Long term, German unemployment is higher BECAUSE of all those social model, job protection policies you're lauding. Not saying it's entirely bad, and lots of companies did similar voluntarily in the UK (JCB springs to mind) but lefties think unemployment IS a price worht paying for job security.

Welsh Agenda said...

In Wales we've had a similar initiative to Kurzarbeit, called ProAct. Essentially employers were given funding to train employees rather than make them redundent.

Apparently over 100,000 jobs have been retained in this way.

http://wales.gov.uk/newsroom/educationandskills/2010/100513proactmil/?lang=en

Maybe Engand could try something similar?

Nick said...

You have to wonder about how many of these numbers are really true. There are so many factors involved @Welsh; how can they know 100,000 jobs have been retained?

Visit our German American forum!

Welsh Agenda said...

@Nick yes of course any statistic produced by a politician (or journalist for that matter) needs to be treated with caution; and come to think of it 100,000 is a very round number.

However I'm inclined to believe that there is at least some truth in it as the the ProAct grant funding was made, I believe against specific named employees. I also agree that the reasoning behind it - that it is better help employers keep people in work in the sort term for the loner term benefit of society - is sound.

Stan Moss said...

Of course the main difference is that Germany didn't have idiot brown running deficits during the boom from 2000, so they don't have to endure a massive fiscal tightening.

And they also never had idiot Thatcher who, by 1983, turned Britain, once known as the "workshop of the world", into a net importer of goods for the first time ever courtesy of her hammering of heavy industry especially in Tyneside, Yorkshire, Merseyside, South Wales, the West of Scotland and the West Midlands.
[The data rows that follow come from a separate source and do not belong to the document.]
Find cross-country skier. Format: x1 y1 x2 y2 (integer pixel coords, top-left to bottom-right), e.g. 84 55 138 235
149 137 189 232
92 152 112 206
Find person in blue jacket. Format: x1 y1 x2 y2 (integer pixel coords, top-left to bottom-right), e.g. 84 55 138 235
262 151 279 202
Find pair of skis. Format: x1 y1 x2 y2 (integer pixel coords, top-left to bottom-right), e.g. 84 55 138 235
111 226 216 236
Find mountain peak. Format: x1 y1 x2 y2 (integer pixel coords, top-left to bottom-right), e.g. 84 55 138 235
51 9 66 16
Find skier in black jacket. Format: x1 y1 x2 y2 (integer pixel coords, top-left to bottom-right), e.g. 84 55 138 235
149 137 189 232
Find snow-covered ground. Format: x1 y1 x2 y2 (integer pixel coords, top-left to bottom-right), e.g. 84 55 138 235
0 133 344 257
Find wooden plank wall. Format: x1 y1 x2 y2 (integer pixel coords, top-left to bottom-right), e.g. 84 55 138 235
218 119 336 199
For years, we've been running a huge, growing, trade deficit which is not permanently sustainable. How can you not think it was/is madness to let such a small island's productive resources be abandoned? Where's your patriotism when you need it? Let us hope this is the last dribble of Thatchrism down the leg of British politics.

BTW Germany is also running a deficit, Tory boy, and they also are adopting an austerity programme, though nowhere near as mental as what George Osborne's inflicting upon us all. The Germans are practical people. They saw what mental cuts did to Ireland and they're steering well clear of that.

Johnny T said...

"According to the Organisation for Economic Co-operation and Development (OECD), the kurzabeit scheme saved nearly 500,000 jobs in 2009 alone".

They save 500,000 jobs, we axe them. That is conservative German governments vs British ones in a nutshell.

thepatriot said...

Taking economic lessons from the Welsh AND the Germans?
I don't think so.
Two world wars and one Neil Kinnock should have taught your avaerage loonie leftie to keep away from German or Welsh #models#.

claude said...

Keep leaving braindead comments, patriot. It's the best possible publicity for the obnoxiously narrow-minded, ignorant, far-right mindset like the one nature chose to bestow upon you.